The second module targets a broader set of operating systems (Windows, Linux, Solaris, OpenBSD, FreeBSD, NetBSD). It ingests the full set of Nmap service‑probe signatures—approximately 2,500 binary features describing TTL, window size, TCP options, response timing, and other low‑level packet attributes. Because the raw feature space is high‑dimensional and noisy, the authors first apply Principal Component Analysis (PCA) to reduce dimensionality to 200 components while preserving >95 % of variance. The reduced vectors are then fed into a hybrid architecture: a one‑dimensional convolutional neural network (1‑D CNN) extracts local patterns (kernel size = 5, 64 filters) followed by batch normalization, ReLU activation, and max‑pooling. The convolutional output is flattened and passed through two fully‑connected layers (256 and 128 neurons) before a soft‑max classifier that simultaneously predicts OS family and specific version. The training set comprises 10,000 labeled hosts (both physical and virtual) with class‑imbalance handling via weighted cross‑entropy. The final model achieves an average accuracy of 94 % and an F1‑score of 0.92 across the six OS families, with Linux distribution identification exceeding 90 % accuracy.

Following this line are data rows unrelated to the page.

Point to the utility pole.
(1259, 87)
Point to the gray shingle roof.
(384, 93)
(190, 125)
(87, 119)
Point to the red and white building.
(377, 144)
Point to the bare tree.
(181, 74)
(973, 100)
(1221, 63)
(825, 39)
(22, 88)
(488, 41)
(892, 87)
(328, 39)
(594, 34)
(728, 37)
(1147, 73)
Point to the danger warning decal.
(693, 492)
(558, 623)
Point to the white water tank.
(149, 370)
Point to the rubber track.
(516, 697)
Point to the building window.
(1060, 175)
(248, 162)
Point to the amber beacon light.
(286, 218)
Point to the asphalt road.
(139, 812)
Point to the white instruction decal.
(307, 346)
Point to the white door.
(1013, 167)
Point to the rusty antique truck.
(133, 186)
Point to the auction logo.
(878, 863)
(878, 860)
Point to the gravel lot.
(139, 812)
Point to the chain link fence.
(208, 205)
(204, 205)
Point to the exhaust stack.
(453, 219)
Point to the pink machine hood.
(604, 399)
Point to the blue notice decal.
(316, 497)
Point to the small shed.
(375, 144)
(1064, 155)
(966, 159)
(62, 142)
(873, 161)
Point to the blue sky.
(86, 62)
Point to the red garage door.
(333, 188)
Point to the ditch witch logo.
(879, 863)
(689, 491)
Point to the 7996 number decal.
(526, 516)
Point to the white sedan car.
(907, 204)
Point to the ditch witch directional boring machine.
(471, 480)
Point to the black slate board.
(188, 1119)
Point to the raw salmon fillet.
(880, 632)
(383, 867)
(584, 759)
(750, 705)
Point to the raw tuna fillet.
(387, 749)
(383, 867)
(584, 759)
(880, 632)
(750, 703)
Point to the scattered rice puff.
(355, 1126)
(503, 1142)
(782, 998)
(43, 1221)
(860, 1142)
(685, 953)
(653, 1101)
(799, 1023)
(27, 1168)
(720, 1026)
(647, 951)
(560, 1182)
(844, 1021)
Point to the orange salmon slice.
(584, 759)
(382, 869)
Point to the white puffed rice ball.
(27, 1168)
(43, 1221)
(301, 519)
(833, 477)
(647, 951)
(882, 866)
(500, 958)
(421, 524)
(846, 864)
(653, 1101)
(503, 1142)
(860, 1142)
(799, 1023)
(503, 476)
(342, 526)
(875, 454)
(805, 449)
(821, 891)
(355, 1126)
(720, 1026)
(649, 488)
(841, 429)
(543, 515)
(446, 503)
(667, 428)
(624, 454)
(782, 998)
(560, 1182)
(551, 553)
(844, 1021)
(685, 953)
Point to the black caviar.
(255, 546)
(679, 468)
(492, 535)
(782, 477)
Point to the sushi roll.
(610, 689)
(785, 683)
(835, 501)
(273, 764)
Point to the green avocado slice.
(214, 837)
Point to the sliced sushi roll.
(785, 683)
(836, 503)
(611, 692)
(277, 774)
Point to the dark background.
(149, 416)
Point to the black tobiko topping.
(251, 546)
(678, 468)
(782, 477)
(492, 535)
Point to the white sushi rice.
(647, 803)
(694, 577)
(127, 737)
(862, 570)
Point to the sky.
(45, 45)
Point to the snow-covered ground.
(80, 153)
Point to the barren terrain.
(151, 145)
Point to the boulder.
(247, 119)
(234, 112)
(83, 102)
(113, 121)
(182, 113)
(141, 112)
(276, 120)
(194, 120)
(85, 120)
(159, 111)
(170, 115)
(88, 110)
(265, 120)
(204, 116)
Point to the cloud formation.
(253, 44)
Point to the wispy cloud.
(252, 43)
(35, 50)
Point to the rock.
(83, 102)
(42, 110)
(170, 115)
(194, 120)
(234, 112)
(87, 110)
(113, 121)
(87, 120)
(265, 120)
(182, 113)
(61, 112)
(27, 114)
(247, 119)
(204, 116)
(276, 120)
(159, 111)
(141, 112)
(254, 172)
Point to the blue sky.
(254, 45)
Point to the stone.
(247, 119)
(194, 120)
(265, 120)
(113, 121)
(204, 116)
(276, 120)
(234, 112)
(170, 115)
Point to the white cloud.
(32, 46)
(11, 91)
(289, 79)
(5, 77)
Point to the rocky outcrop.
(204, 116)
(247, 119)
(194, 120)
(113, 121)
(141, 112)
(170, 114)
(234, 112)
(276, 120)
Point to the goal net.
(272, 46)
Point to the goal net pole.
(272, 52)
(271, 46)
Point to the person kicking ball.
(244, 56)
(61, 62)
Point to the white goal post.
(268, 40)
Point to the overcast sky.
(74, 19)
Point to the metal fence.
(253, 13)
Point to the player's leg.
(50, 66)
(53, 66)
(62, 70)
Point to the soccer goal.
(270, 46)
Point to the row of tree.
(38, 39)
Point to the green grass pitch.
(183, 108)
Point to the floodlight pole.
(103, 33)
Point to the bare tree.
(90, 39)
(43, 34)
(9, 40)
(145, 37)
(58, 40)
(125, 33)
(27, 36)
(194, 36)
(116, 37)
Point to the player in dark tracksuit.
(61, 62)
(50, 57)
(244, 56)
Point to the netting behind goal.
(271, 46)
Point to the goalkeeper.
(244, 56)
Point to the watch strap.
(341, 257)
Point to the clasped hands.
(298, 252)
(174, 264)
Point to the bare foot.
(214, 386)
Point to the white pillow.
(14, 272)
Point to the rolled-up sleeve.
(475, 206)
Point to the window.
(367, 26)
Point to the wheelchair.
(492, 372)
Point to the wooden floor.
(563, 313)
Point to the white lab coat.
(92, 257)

Key technical insights include: (1) high‑level service metadata such as DCE‑RPC endpoints provide a strong, low‑noise signal for Windows version discrimination; (2) raw Nmap signatures, when combined with dimensionality reduction and convolutional feature extraction, can be learned effectively despite network variability; (3) careful hyper‑parameter tuning—learning‑rate scheduling, early stopping, dropout, and L2 regularization—prevents over‑fitting and yields models that generalize to unseen OS releases. The authors also benchmark inference latency, demonstrating sub‑10 ms prediction times on a standard CPU, making the approach suitable for real‑time scanning tools.

The experimental evaluation compares the neural‑network modules against vanilla Nmap fingerprinting on a testbed that includes recent OS releases (e.g., Windows 10 22H2, Linux kernel 5.15, Solaris 11.4). Results show consistent gains in both accuracy and robustness to packet manipulation by middleboxes. Limitations are acknowledged: the training data may be biased toward specific network environments, and aggressive NAT or deep‑packet‑inspection devices could still obscure critical features. Future work proposes data augmentation, transfer learning across network contexts, and integration of unsupervised anomaly detection to flag previously unseen OS variants.

In conclusion, the paper demonstrates that replacing deterministic signature matching with supervised deep learning models can substantially improve remote OS fingerprinting. By providing open‑source implementations that can be plugged into existing scanners, the authors pave the way for more adaptable, accurate, and maintainable OS detection mechanisms in security assessments.